Common to all of these appointments is the issue whether the President may make recess appointments during an intrasession recess of eighteen days. (1) Article II, Section 2, Clause 3 of the Constitution provides: "The President shall have Power to fill up all Vacancies that may happen during the Recess of the Senate, by granting Commissions which shall expire at the End of their next Session." The longstanding view of the Attorneys General has been that the term "recess" includes intrasession recesses if they are of substantial length. Attorney General Daugherty held in 1921 that the President had the power to make a recess appointment during a twenty-eight day intrasession recess. He explained that recess appointments could be made during any recess of such duration that the Senate could "not receive communications from the President or participate as a body in making appointments." 33 Op. Att'y Gen. 20, 24 (1921) (quoting S. Rep. No. 4389, 58th Cong., 3d Sess. 1905; 39 Cong. Rec. 3823). According to Attorney General Daugherty, while "the line of demarcation cannot be accurately drawn," id. at 25,
the President is necessarily vested with a large, although not unlimited, discretion to determine when there is a real and genuine recess making it impossible for him to receive the advice and consent of the Senate. Every presumption is to be indulged in favor of the validity of whatever action he may take.

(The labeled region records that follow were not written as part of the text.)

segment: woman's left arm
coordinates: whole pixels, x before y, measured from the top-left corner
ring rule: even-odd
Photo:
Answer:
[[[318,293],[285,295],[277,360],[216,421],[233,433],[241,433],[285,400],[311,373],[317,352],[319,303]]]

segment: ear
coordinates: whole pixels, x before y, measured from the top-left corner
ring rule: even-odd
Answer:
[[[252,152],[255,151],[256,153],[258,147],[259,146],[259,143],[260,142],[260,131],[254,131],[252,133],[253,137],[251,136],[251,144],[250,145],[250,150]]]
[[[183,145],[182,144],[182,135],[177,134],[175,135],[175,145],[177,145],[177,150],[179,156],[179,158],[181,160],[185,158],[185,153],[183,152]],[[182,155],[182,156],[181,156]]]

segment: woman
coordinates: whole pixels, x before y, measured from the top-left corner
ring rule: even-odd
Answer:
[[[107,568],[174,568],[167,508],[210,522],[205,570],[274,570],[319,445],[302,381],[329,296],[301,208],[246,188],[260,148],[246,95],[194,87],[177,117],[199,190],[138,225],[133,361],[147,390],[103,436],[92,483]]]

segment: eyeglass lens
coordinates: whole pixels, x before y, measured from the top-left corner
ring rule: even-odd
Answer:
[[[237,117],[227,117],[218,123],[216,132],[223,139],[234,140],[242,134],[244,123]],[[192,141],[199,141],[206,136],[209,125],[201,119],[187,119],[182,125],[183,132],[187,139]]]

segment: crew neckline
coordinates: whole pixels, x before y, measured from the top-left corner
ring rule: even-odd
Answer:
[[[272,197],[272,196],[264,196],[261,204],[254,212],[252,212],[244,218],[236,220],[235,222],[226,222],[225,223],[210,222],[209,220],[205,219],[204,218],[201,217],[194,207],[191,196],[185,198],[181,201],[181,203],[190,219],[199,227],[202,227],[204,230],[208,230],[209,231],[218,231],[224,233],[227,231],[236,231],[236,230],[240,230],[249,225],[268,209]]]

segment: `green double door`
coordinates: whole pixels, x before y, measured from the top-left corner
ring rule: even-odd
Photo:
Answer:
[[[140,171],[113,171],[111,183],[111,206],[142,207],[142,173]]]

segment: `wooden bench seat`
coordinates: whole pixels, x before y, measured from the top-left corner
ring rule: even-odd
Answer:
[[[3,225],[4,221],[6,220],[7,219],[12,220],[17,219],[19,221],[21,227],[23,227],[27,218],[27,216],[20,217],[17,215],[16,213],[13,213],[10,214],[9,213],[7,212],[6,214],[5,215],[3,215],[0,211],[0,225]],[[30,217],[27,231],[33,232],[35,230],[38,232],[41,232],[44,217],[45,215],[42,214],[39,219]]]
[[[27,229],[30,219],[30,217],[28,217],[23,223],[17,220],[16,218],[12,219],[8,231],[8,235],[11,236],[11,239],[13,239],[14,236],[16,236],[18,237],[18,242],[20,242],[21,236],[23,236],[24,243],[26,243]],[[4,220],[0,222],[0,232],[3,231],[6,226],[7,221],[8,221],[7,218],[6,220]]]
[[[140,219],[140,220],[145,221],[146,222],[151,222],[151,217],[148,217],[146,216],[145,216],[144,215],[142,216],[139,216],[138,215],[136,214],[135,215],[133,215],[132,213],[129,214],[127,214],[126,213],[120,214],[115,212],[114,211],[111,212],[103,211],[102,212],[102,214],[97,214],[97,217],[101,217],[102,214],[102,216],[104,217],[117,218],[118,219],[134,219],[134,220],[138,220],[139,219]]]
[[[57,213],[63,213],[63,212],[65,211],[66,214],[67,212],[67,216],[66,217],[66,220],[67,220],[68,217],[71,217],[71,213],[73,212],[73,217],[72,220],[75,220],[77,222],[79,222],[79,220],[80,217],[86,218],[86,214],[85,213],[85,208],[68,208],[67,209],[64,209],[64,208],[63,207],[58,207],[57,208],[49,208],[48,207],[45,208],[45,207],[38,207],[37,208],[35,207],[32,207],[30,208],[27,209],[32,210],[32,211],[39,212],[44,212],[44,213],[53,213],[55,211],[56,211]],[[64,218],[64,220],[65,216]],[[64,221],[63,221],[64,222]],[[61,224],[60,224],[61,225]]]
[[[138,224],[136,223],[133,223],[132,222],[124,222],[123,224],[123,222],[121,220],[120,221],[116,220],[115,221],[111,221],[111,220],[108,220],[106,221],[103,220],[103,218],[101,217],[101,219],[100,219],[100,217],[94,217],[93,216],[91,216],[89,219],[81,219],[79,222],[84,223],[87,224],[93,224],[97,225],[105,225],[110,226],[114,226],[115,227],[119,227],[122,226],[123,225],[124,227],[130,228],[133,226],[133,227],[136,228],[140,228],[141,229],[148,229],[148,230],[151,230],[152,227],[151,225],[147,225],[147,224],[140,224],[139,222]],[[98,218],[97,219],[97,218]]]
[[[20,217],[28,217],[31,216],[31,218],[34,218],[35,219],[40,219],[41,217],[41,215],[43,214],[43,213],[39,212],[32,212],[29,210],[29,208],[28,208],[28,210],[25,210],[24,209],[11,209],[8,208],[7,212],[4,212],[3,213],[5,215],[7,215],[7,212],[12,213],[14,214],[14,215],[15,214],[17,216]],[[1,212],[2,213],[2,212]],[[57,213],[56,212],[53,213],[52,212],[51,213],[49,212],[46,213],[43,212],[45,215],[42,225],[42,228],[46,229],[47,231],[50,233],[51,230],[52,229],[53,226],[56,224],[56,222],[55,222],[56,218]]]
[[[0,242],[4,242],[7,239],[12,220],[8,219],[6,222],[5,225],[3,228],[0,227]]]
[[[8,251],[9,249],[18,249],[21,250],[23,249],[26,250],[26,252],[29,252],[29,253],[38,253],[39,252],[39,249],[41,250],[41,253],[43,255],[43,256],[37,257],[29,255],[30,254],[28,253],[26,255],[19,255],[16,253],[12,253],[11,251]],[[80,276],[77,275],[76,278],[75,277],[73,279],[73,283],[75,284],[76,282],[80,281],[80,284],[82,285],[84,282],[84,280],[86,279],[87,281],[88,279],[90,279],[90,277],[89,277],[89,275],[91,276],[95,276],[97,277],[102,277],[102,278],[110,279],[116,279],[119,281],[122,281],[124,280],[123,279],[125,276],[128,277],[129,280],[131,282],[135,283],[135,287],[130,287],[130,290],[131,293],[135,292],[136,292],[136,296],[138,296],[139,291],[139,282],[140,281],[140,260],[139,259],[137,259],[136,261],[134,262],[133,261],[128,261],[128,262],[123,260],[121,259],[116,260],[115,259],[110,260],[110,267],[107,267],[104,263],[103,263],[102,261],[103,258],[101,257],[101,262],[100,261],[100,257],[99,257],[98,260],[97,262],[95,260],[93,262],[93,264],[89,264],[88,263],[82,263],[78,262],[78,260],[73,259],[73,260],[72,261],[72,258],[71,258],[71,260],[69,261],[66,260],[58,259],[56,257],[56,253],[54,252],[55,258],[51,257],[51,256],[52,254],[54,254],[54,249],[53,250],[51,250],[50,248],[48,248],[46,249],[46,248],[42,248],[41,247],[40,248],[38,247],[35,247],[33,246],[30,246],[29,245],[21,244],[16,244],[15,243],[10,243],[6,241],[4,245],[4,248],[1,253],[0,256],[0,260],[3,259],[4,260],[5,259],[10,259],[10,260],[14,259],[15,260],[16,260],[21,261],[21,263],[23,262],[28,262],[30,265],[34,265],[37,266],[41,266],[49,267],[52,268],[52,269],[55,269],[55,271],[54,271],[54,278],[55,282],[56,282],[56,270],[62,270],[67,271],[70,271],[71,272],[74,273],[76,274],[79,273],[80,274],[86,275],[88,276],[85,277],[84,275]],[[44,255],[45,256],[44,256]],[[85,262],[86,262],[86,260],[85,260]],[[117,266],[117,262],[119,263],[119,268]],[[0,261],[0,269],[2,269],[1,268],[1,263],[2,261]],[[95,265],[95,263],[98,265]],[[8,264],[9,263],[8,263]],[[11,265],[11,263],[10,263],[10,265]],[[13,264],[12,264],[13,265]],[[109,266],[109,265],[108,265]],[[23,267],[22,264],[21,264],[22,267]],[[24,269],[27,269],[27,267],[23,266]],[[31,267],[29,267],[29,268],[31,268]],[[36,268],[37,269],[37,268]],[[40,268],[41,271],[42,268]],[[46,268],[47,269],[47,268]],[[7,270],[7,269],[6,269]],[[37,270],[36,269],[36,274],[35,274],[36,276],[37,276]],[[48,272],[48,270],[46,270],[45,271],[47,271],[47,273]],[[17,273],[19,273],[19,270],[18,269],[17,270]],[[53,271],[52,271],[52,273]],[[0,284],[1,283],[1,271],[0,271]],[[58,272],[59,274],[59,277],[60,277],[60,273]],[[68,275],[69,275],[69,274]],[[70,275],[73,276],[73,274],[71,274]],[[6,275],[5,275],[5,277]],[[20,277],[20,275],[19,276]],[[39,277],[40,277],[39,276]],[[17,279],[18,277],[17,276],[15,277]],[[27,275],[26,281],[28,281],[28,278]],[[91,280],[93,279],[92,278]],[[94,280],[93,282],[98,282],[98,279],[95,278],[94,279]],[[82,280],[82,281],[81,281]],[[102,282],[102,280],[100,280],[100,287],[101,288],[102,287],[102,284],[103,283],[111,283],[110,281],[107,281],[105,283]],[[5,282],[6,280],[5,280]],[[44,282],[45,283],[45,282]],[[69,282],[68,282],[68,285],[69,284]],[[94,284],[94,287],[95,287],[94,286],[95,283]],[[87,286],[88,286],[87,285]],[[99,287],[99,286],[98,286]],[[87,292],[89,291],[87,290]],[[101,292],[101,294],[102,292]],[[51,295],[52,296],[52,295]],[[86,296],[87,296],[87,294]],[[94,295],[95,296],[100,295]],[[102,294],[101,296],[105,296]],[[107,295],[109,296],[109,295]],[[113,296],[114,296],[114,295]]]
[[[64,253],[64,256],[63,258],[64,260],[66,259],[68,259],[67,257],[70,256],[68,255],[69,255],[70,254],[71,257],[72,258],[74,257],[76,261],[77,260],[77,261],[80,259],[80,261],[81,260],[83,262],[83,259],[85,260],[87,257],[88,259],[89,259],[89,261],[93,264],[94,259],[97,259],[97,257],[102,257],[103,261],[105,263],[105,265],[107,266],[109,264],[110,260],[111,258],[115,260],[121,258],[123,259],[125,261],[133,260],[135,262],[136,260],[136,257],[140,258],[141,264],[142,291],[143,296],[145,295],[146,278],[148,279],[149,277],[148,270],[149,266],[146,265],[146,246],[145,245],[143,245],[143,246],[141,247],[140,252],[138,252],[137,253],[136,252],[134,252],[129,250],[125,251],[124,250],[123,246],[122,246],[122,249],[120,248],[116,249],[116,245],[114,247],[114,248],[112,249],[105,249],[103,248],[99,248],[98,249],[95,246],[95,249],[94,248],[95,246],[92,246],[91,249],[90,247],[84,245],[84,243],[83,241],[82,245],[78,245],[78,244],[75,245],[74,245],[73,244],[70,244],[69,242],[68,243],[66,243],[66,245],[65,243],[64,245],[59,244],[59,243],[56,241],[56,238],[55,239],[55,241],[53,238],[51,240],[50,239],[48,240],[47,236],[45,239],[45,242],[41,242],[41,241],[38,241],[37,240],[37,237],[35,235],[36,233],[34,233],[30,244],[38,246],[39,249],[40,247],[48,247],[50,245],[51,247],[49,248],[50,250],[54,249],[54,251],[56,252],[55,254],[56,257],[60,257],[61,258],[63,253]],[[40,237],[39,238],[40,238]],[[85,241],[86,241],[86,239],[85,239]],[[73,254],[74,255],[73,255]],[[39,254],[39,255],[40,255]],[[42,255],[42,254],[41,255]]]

Id. Attorney General Daugherty's opinion has been cited with approval in subsequent opinions of the Attorneys General, and has been relied on by the Comptroller General as well. See e.g., 41 Op. Att'y Gen. 463, 468 (1960); 28 Comp. Gen. 30, 34-36 (1948).
Past practice is consistent with exercise of the recess appointment power during an intrasession recess of eighteen days. President Coolidge made a recess appointment during a fifteen day recess. Memorandum for the Counsel to the President, from Leon Ulman, Deputy Assistant Attorney General, Office of Legal Counsel at 3 (Dec. 3, 1971). In 1985 President Regan made recess appointments during an eighteen day intrasession recess. Memorandum to Files, from Herman Marcuse, Office of Legal Counsel (Jan. 28, 1985). Accordingly, we believe that the President may constitutionally make recess appointments during the current intrasession recess. (2)
We next address the specific offices you have identified. All of the members of the Boards of Directors of the LSC and the FHFB had been serving pursuant to recess appointments that expired when the First Session of the 102nd Congress ended on January 3, 1992. Those offices are thus now vacant and the President may make recess appointments to them during the current recess. See 15 Op. O.L.C. 91 (1991) Memorandum for John P. Schmitz, Deputy Counsel to the President from, Timothy E. Flanigan, Special Assistant, Office of Legal Counsel (Oct. 17, 1990).
Finally, we believe that the President may recess appoint the Chief Executive Officer of the RTC. That office was created by section 201 of the Resolution Trust Corporation Refinancing, Restructuring, and Improvement Act of 1991, Pub. L. No. 102-233, 105 Stat. 1761 ("Act"), which the President signed on December 12, 1991. Although certain of the substantive provisions of the Act do not take effect until February 1, 1992, see title III of the Act, the provision creating the position of Chief Executive Officer is not subject to any special effective date provision, and hence went into effect upon enactment. The Attorneys General have long believed that the President has the power to make an original recess appointment to a newly created position. See 12 Op. Att'y Gen. 455 (1868); 14 Op. Att'y Gen. 562 (1875); 18 Op. Att'y Gen. 28 (1880) a position upheld in United States v. Allocco, 305 F.2d 704, 713-14 (2d Cir. 1962), cert. denied 371 U.S. 964 (1963). The Office therefore now exists and is vacant for purposes of the Recess Appointments Clause.
In conclusion, we believe that the current recess constitutes a sufficient period for the President to make the aforementioned recess appointments as a matter of law. As a matter of policy, we suggest that the President make the appointments as soon in the recess as possible.
TIMOTHY E. FLANIGAN
Acting Assistant
Attorney General
Office of Legal Counsel
1 For practical purposes with respect to nominations, this recess closely resembles one of substantially greater length. House Concurrent Resolution 260, enacted on November 27, 1991, provides that the first session of the 102nd Congress stood adjourned until 11:55 a.m. on January 3, 1992, or until Members were otherwise notified to reassemble. H. Con. Res. 260, 102d Cong., 1st Sess. (1991). It also provides that "when the Congress convenes on January 3, 1992 . . . , the Senate shall not conduct any organizational or legislative business and when it recesses or adjourns on that day, it stand in recess or adjournment until 11:30 a.m. on Tuesday, January 21, 1992 [or until otherwise notified to reassemble]." Id. Except for its brief formal session on January 3, then, the Senate will have been absent from November 27, 1991 until January 21, 1992, a period of fifty-four days.
2 Attorney General Daugherty, however, suggested in 1921 that "an adjournment for 5 or even 10 days" would not be sufficient "to constitute the recess intended by the Constitution." 33 Op. Att'y Gen. at 25.